BEIJING — A century ago, when peasants from poverty-stricken villages of South China set out overseas to seek their fortunes in America, the destination for many was a place called "Old Gold Mountain."
That traditional name for San Francisco is used less often today, but the vision it embodies lives on. The dreamers now are mostly city people, primarily the young, the scholarly or the well-connected.
For most, actually going to America remains an impossible dream. But all sorts of people have picked up fairly detailed and generally positive views of the United States from Chinese and foreign media, imported films and new personal links. Images of the wealth and freedom of American society now pose thorny challenges to China's Communist leaders.
"We young people all think the United States is best!" a bright-faced taxi driver enthused. "You can do anything you want, can't you? You can leave any time you like, can't you? We are stuck here. There is nowhere we can go."

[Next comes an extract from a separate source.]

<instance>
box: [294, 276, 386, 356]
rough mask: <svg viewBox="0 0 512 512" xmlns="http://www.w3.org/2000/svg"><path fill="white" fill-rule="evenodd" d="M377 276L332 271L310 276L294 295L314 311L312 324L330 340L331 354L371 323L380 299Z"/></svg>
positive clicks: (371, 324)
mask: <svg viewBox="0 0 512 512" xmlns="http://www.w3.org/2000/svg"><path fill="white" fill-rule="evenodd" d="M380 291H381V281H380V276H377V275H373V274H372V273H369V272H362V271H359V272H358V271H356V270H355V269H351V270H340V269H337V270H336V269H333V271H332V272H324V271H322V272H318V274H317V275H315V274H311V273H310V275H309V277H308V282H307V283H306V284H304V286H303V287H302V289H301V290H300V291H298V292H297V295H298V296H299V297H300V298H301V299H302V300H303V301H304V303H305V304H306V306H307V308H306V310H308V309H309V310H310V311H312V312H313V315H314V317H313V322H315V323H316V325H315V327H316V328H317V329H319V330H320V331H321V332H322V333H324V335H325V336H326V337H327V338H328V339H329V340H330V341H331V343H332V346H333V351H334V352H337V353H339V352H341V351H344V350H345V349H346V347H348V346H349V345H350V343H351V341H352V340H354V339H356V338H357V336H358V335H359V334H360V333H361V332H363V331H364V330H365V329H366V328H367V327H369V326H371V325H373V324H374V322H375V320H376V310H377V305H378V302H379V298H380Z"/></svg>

Hard-line Chinese officials view such feelings as fundamental threats to the nation--or at least to their own leadership. An ideological campaign against "bourgeois liberalization"--jargon referring to the spread of Western ideas of democracy and capitalism--has been under way ever since the June, 1989, crackdown on pro-democracy demonstrations in Beijing.
Ideological indoctrination, combined with tight security measures, may have played a role in bringing surface calm to China. But there is little indication that many people's views have really changed.
Despite new rules that since January have made it harder for Chinese to get permission to study abroad, the visa-application lines outside the U.S. Embassy in Beijing have only grown. Student and scholar visa applications during the first nine months of this year were up 8% over the same period of last year, according to U.S. Embassy statistics. From July, 1989, through June of this year, 12,967 applications for student or scholar visas were filed with the U.S. Embassy in Beijing, up 22% over the previous 12-month period.
This year, the embassy has approved 51% of all student and scholar visa applications. Because some people who are rejected may file a second or third application, the percentage of individuals who eventually get visas is slightly higher.
Of nearly 90,000 students and scholars who have received U.S. visas since 1979, only about 28,000 have returned to China. Partly because of this low return rate, young unmarried students who apply for student visas are routinely suspected of hoping to stay in the United States, and they account for many of the rejections. In order to receive visas, they must provide evidence to show why they would be willing to return to China.
While students and scholars are in the long term probably the most significant category of Chinese going to the United States, large numbers of people also go on business or to visit relatives. From April to September of this year, for example, the U.S. Embassy in Beijing granted 20,002 visas, including 5,404 for students, scholars or their spouses, and 10,828 for business or personal visits.
Knowledge and images of the United States are brought back to China by those who return, while those who stay abroad have the same effect through letters and telephone calls home to family and friends.
Shortwave radio broadcasts in both English and Chinese from the Voice of America and the British Broadcasting Corp. reinforce the messages that reach China through personal contacts.
Television and movies also play roles. When the movie "Breakdance" was shown in China a few years ago, it helped touch off a powerful break-dancing fad among high school youth.
Imported U.S. television shows such as "Hunter" or "Falcon Crest," dubbed into Chinese, beam images of American life into Chinese homes. American television aired here tends to project the overall message that the United States is a prosperous, technologically advanced society, but one that suffers a severe crime problem.
"The general impression of the United States given by television is favorable," commented a government employee nearing retirement age.
All of these factors combine to make American culture and political values into powerful forces affecting Chinese society. Most ordinary people seem to welcome this, but hard-line leaders in the Communist Party are deeply concerned.
The Chinese government's fears were outlined with unusual clarity recently by He Xin, a research fellow at the Chinese Academy of Social Sciences who has gained prominence as an outspoken backer of hard-line policies.
"I think that in the past 10 years, America's China policy has been a systematic one which was worked out after careful consideration," he said in comments published by the official weekly magazine Beijing Review.